13 abril 2007

Endoenças - A Pr'cissão do Enterro do Senhor

Procissão do Enterro do Senhor - Monchique
Nas endoenças de Sexta-Fêra, a igreja 'tava de porta toda aberta e chêa de famila.

Nã sê se levaram repáiro, mái, da últ'ma vez, inda bem nã tinha posto aqui os retratos da Pr'cissão de Ramos, os marafados cortaram-me a vaza e nunca mái dêxaram qu' eles fossem vistos p'r quem cá vinha. Os da pr'cissão e os ôtr's tôd's qu' ê pus cá désna do prencíp'o...

De manêras que vi-me nuns traquetes tã grandes ó tã pequenos, que nã tive ôtro remedo senã puxar da nota e t'mar p' aí um site de renda. E o qu' é qu' isso nã me custô!... Lá se foi uma preçanada d' eros... E, inda p'r cimba, leví quái uma semana a mudar aqueles retrat's tôd's lá p' à ôt'a banda. E olhem qu' a viaja nã foi pequena. Agora 'tã num comp'tador bem do ôtro lado de lá da América, béque-me ali logo pralàzinho daquele sito adonde aquelas artistas munto bem par'cidas fazem os filmes.

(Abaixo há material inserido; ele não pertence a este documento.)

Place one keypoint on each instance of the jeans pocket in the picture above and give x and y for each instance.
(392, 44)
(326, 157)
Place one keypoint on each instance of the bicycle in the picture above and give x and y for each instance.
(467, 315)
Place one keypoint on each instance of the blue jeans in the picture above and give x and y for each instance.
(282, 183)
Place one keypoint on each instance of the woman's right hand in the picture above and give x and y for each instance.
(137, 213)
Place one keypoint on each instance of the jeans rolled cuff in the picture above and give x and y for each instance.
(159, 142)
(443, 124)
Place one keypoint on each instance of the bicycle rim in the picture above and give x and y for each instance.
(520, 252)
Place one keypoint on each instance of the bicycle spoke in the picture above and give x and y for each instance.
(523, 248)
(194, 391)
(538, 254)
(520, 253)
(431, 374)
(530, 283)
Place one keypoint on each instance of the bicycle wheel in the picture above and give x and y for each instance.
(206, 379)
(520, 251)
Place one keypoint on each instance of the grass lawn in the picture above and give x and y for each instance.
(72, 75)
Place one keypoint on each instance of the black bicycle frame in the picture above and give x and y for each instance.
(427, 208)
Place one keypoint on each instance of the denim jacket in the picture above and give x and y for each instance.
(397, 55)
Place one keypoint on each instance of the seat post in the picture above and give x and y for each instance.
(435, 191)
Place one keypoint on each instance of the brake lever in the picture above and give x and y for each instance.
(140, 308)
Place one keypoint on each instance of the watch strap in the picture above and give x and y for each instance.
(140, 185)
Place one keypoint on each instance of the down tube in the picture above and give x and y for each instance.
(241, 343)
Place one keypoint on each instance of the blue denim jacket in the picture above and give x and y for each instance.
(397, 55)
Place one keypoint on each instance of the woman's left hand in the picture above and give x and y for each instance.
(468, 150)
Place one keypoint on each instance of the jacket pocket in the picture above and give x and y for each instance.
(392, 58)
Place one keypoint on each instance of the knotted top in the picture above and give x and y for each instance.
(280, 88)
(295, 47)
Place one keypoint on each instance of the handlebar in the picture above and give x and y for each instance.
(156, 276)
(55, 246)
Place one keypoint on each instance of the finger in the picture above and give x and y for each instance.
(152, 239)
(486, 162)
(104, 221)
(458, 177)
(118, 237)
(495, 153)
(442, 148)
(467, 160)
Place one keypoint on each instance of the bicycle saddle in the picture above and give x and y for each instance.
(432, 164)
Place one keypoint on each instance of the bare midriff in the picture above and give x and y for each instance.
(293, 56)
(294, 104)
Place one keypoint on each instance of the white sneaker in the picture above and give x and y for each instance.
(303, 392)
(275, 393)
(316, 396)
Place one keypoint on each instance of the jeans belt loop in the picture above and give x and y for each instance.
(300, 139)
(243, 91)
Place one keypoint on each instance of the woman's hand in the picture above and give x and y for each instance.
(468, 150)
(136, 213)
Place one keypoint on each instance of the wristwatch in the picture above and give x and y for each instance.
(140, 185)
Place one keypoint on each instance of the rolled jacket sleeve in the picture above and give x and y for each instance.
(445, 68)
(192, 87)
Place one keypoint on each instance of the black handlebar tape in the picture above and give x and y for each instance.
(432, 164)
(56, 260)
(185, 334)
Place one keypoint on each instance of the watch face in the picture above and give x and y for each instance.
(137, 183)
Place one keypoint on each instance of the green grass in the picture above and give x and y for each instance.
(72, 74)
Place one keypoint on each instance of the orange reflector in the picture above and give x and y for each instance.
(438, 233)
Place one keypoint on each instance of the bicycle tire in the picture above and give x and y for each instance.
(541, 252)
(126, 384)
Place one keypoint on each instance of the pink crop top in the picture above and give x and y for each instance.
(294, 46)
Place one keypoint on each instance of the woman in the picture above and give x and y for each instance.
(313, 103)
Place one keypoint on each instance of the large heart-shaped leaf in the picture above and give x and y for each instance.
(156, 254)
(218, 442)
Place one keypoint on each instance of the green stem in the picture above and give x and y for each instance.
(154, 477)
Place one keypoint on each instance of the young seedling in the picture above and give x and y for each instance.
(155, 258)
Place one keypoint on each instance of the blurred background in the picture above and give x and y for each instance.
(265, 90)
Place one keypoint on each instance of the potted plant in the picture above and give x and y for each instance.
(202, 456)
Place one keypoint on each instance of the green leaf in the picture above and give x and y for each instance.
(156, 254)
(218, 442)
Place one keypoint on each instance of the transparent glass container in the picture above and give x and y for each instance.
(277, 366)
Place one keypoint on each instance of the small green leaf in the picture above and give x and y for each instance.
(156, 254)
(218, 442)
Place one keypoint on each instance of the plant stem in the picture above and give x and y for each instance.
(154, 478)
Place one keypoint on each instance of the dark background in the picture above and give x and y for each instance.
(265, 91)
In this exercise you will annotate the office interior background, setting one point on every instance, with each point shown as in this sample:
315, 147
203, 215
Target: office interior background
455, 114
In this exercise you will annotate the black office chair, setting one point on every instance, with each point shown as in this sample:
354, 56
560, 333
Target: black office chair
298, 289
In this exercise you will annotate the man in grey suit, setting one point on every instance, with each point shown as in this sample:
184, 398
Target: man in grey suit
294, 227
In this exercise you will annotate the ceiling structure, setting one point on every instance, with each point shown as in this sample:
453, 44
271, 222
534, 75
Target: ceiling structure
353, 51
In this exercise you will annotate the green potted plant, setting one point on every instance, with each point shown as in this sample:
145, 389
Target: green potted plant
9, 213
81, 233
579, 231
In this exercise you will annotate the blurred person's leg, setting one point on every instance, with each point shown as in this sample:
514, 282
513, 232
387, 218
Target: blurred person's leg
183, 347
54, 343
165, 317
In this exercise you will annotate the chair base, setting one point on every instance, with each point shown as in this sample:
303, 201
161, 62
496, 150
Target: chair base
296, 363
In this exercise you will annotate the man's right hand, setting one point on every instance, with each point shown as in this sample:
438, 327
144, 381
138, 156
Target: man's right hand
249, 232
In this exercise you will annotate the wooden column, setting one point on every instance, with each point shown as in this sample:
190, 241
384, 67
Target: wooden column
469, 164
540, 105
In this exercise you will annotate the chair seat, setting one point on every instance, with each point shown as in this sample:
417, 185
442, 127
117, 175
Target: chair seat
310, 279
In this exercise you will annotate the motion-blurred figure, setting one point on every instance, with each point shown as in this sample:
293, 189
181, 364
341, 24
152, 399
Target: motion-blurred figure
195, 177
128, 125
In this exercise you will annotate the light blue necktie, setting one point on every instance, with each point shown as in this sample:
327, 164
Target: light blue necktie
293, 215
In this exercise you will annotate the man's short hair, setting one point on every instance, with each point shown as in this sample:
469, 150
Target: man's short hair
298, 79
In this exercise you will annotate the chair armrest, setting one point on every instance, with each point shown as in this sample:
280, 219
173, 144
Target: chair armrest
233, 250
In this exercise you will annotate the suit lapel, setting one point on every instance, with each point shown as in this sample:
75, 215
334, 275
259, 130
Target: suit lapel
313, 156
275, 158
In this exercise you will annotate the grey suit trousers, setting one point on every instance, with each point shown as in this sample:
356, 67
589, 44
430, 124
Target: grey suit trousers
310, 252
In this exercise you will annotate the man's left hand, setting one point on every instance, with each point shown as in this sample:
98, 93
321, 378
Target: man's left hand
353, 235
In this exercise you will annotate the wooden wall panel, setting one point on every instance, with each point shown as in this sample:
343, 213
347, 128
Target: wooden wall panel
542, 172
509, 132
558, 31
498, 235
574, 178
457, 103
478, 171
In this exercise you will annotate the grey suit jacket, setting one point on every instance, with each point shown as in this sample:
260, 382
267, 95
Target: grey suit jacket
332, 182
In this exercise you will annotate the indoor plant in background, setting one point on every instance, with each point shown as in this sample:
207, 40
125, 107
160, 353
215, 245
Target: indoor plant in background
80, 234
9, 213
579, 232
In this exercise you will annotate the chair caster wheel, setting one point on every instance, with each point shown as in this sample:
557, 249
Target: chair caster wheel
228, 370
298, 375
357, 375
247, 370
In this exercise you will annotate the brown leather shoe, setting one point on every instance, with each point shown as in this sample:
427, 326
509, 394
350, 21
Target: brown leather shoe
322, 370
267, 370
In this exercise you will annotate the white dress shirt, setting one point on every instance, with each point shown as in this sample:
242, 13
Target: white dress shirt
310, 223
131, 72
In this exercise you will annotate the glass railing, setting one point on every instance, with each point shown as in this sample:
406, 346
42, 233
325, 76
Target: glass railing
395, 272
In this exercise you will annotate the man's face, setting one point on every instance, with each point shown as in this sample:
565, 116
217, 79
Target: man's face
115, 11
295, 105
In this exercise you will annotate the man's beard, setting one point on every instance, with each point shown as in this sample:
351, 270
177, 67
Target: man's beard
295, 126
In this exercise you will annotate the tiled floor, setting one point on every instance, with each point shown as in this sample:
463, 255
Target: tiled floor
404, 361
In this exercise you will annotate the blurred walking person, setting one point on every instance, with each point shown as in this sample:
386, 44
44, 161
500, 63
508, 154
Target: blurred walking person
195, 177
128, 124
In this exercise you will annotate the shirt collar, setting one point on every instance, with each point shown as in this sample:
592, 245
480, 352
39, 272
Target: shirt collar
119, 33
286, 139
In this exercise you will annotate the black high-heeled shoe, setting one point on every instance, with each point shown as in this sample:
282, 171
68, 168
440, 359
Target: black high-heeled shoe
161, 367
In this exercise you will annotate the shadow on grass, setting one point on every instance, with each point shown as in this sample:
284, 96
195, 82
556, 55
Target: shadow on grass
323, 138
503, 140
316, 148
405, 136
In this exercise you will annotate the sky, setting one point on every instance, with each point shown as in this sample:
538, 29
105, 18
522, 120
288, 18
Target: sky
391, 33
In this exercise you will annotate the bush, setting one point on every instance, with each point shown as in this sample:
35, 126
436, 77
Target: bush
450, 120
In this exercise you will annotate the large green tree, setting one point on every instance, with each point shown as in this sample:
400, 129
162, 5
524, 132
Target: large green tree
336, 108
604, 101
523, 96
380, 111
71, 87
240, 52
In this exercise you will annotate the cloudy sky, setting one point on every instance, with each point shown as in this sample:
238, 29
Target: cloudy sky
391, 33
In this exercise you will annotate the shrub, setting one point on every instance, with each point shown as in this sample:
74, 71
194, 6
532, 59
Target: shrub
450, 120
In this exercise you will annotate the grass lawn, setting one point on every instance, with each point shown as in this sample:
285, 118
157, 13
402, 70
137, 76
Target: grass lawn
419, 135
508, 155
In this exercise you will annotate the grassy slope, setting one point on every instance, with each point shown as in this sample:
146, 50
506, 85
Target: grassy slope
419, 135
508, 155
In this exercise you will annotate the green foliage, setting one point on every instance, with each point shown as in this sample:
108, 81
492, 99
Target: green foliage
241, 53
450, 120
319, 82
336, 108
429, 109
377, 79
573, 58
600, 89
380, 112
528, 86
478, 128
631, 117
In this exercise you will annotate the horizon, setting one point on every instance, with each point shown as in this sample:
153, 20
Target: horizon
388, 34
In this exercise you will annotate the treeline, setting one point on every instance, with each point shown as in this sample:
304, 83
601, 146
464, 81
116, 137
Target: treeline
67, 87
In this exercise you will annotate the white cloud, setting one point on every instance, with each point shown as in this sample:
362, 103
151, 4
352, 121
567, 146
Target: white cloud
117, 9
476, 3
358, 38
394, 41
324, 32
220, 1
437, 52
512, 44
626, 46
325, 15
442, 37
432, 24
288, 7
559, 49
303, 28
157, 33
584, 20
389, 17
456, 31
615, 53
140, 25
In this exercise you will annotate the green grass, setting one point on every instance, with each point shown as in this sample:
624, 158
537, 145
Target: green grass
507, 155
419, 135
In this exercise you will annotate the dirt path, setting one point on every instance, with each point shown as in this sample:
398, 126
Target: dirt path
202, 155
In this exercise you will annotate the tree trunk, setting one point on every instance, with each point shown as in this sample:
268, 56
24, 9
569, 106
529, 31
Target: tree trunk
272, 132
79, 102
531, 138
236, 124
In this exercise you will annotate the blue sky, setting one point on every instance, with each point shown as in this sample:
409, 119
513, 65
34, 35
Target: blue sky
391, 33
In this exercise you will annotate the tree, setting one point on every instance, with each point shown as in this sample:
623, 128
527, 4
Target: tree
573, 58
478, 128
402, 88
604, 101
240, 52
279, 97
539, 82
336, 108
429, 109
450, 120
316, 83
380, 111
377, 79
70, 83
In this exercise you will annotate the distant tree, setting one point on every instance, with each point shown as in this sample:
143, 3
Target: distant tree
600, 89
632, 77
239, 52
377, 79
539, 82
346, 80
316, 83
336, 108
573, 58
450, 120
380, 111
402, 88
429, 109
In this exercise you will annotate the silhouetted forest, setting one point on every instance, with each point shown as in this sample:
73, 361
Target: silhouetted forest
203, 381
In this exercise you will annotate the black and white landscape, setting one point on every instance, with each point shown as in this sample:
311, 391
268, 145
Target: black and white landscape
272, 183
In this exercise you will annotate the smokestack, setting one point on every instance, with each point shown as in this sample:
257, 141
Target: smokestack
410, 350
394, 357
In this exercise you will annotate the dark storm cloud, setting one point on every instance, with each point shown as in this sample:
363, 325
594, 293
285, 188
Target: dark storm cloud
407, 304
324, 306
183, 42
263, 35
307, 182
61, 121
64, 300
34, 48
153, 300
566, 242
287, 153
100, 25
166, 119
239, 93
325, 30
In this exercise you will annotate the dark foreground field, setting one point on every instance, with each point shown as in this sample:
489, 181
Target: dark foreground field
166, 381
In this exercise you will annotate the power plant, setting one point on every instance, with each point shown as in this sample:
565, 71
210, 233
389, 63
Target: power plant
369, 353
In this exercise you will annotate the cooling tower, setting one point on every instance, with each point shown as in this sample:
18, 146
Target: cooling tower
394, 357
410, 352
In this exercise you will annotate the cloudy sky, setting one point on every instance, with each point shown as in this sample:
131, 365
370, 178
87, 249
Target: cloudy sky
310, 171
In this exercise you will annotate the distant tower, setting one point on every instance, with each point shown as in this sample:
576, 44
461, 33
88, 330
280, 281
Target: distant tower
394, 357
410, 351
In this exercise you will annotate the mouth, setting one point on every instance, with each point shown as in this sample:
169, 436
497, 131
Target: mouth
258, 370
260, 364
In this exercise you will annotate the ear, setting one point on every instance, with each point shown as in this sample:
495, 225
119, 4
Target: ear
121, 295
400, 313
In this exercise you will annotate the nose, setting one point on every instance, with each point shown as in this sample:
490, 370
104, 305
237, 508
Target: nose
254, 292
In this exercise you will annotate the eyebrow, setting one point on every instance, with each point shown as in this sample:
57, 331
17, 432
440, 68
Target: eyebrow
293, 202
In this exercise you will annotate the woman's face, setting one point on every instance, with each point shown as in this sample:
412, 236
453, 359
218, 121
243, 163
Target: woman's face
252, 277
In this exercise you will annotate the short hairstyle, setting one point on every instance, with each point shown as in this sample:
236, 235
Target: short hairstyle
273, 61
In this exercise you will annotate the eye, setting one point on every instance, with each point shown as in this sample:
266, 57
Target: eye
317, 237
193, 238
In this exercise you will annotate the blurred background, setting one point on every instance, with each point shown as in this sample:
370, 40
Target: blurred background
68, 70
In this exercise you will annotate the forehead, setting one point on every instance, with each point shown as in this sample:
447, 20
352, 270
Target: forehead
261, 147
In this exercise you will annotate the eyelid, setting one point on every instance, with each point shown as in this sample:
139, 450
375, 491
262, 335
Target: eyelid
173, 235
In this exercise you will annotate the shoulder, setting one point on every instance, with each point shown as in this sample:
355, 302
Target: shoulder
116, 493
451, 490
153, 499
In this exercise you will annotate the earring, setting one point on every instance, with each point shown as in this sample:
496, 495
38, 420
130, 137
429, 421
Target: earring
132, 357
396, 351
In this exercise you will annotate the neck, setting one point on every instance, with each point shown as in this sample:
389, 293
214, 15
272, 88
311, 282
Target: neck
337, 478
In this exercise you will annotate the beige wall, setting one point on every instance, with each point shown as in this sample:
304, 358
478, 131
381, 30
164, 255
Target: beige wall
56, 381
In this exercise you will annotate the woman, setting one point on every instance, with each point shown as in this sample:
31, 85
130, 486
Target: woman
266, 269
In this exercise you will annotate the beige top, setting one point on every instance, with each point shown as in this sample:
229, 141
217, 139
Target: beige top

'Tá bom de ver, qu' isto se m' atrasô aqui um belo coisinho e nunca mái falado do resto das endoenças a nã ser hoje. Vamo' lá a ver s' a coisa, agora, vai correr d' ôtra manêra. E, só p'r mode coisas, se qu'rerem saber a minha d'recção d' agora, p'a tudo o qu' ê faço nisto da internet, aqui vai ela, é só acalcar: http://www.refoias.net. Más aqui o blog é o méme qu' era. Nã têm precisão de mudar nada.

Ora, na Sexta-Fêra Santa, fui à Pr'cissão do Enterro com a minha Maria e mái-la prima Glòirinha. D'zer a verdade, nã andí quái tempo denhum ô pé delas p'r mode qu'rer tirar uns retratinhos p'a amostrar a vomecêas.

E olhem qu' aquilo é uma pr'cissão do mái bonito que se faz p'r 'quí, lá isso nã se pode d'zer que nã seja, mái atão é de noite todo... C'm' é q' um homem tira algum retrato de jêto que se veja bem a famila?!... É qu' a máquina, às descuras, é uma desgraça. Fica tudo negro.

Procissão do Enterro do Senhor - Monchique
Sexta-Fêra Santa à nôte é o Interro do Senhor. Os Irmãs da M'sericórd'a é que levam o caxão.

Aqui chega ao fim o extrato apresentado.